WRAP (the Waste & Resources Action Programme)

Soil matters


Courtesy of Courtesy of WRAP (the Waste & Resources Action Programme)

Manufacturing topsoil through using quality compost can be a very important way of maximising the potential of existing resources and championing waste reduction over waste disposal, as well as delivering cost savings. Here, Paul Mathers explains how one Scottish regeneration project is leading the way…

In the Scottish Heartlands – midway between Edinburgh and Glasgow – sits Polkemmet, a 470 hectare former coalmine that is now the site of one of the country’s leading regeneration schemes. Described by land owner Ecosse Regeneration’s project manager, Alex Muirhead, as “one of the most contaminated sites in Scotland”, Polkemmet’s massive transformation includes the creation of two Championship golf courses (one to Ryder Cup standard), leisure facilities and 5,000 residential houses.

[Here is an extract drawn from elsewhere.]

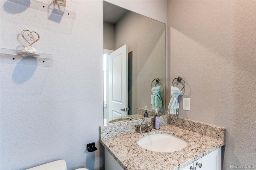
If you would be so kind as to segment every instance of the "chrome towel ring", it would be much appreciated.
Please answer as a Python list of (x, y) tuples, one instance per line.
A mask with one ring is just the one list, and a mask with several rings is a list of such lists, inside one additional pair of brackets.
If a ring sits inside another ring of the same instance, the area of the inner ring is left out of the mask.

Long before the regeneration scheme began, however, the Polkemmet site was largely regarded as an eyesore by the local community. Almost four million cubic metres of combustible colliery waste, mostly made up of sandstone, waste coal, mud and shale, littered the landscape and gave off foul ‘rotting egg’ odours when combustion took place. It was in dire need of regeneration, and Ecosse Regeneration stepped in two decades after the mine closed
in 1986 in order to begin its transformation.